Highnote Platform, Inc.
- Company type: Private
- Industry: Financial technology
- Founded: 2020; 6 years ago in San Francisco, California, United States
- Founders: John MacIlwaine Kin Kee
- Headquarters: San Francisco, United States
- Area served: Worldwide
- Key people: John MacIlwaine (CEO)
- Products: Highnote platform
- Services: Card issuing Payment acquiring Credit program management Money movement infrastructure
- Website: highnote.com

= Highnote (platform) =

American embedded finance and payments platform

Highnote Platform, Inc. is an American financial technology company that develops cloud-based payments infrastructure for card issuing, embedded finance, and payment acquiring. The company is based in San Francisco, California.

==History==
Highnote was founded in 2020 in San Francisco by John MacIlwaine and Kin Kee, both former executives at Braintree. The company emerged from stealth in 2021 with $54 million in combined seed and Series A funding from investors including Oak HC/FT, Costanoa Ventures, WestCap, XYZ Venture Capital, and SVB Capital.

In 2023, Highnote expanded its payments platform to support consumer credit card programs, adding credit-related capabilities such as underwriting, repayment, and loan servicing tools. In 2024, Forbes included Highnote on its annual Fintech 50 list. A year later, in January 2025, Highnote raised $90 million in Series B funding led by Adams Street Partners and launched a merchant acquiring product, bringing its total disclosed funding to about $145 million.

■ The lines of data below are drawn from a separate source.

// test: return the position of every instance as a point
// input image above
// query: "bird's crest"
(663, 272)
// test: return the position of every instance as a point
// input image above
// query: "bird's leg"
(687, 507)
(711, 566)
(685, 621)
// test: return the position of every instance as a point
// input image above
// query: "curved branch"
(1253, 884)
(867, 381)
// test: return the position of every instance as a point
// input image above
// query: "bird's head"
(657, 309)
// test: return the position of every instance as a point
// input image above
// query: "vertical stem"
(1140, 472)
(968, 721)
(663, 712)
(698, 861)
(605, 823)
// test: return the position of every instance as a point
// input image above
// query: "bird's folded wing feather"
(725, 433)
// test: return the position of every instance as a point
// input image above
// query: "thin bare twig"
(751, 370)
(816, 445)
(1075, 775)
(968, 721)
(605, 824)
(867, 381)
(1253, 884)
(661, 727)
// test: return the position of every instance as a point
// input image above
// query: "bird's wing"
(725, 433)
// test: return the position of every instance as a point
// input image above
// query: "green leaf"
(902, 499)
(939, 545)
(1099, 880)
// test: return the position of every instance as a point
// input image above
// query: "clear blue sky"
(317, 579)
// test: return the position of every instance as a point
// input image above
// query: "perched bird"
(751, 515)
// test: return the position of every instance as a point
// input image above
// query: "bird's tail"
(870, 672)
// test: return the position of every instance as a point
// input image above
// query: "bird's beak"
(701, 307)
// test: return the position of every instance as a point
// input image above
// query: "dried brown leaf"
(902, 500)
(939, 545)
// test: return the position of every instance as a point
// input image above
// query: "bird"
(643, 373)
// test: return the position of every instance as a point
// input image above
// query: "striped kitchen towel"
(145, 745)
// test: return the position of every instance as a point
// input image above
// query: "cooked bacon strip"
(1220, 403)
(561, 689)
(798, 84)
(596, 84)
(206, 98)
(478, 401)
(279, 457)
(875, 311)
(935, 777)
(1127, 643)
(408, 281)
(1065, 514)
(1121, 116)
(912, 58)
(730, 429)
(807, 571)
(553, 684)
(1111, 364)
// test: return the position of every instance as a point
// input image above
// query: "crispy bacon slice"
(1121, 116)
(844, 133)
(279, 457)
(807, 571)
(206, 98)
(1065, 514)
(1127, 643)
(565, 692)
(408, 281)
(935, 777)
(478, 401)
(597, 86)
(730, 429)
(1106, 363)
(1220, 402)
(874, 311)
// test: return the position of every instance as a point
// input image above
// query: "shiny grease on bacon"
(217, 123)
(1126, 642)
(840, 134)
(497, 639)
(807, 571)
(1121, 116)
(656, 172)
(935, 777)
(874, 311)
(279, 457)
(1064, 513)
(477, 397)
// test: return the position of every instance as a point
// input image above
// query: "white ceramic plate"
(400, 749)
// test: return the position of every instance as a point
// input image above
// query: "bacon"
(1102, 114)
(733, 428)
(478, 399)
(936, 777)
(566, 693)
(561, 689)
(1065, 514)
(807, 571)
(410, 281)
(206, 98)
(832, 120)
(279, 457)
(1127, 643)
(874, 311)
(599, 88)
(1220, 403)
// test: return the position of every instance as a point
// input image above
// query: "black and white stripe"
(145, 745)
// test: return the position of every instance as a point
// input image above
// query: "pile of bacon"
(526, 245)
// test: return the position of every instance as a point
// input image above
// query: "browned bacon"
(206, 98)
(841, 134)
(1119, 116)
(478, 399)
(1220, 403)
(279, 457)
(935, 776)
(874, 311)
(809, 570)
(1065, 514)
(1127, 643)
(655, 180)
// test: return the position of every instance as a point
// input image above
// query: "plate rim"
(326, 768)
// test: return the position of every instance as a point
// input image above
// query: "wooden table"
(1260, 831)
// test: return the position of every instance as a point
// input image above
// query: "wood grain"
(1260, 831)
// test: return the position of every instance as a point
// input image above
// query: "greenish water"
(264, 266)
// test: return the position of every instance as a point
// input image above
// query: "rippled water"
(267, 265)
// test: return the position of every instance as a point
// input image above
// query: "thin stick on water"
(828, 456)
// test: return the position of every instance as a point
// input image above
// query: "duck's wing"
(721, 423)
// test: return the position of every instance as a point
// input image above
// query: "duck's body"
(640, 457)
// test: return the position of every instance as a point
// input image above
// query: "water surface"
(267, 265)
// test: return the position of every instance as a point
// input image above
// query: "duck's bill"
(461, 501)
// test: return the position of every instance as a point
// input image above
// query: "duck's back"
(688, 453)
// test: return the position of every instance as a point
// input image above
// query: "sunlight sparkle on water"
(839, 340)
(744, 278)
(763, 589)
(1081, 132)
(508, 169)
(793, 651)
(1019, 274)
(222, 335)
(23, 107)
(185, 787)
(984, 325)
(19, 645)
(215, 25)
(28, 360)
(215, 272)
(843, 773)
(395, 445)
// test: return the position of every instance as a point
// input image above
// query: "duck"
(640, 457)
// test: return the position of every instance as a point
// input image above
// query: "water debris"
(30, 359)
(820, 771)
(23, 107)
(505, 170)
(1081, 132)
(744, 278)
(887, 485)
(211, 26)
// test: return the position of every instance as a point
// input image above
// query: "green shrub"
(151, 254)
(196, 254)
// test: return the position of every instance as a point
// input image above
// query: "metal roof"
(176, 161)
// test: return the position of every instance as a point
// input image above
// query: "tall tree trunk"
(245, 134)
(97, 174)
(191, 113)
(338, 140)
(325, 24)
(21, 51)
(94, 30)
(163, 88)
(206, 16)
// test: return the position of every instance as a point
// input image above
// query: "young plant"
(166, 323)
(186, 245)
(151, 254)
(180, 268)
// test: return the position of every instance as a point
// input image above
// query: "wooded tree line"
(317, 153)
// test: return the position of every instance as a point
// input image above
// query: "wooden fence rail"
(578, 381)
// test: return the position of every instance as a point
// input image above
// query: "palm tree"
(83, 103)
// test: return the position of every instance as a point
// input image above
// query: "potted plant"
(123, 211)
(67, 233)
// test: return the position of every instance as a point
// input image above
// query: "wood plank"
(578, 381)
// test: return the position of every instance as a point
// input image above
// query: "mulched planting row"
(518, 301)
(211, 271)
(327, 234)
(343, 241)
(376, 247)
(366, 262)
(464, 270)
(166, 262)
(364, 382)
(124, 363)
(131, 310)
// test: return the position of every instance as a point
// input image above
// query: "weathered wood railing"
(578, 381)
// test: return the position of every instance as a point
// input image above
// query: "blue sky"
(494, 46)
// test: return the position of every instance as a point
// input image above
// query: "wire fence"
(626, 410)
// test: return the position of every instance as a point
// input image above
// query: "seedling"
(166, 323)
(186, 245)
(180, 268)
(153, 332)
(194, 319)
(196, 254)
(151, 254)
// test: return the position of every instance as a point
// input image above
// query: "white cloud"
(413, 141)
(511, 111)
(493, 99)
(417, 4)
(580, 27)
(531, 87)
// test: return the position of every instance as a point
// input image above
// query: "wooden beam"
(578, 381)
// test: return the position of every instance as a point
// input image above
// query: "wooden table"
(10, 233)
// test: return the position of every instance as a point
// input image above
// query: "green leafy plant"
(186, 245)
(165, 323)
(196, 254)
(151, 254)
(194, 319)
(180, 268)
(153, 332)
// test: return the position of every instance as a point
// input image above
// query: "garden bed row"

In 2025 and 2026, Highnote appeared on the Forbes Fintech 50 list.

==Platform==
Highnote's platform is designed for businesses that issue cards, move funds, and embed payment capabilities into their products. It initially focused on card issuing and program management, and later expanded into payment acquiring, consumer credit, and broader money movement tools.

The platform is a unified, API-driven system that combines card issuing, ledgering, credit features, and acquiring functions for enterprise customers and business-to-business platforms. Its offerings have been used in products such as small-business credit cards, payroll cards, and fleet payment programs.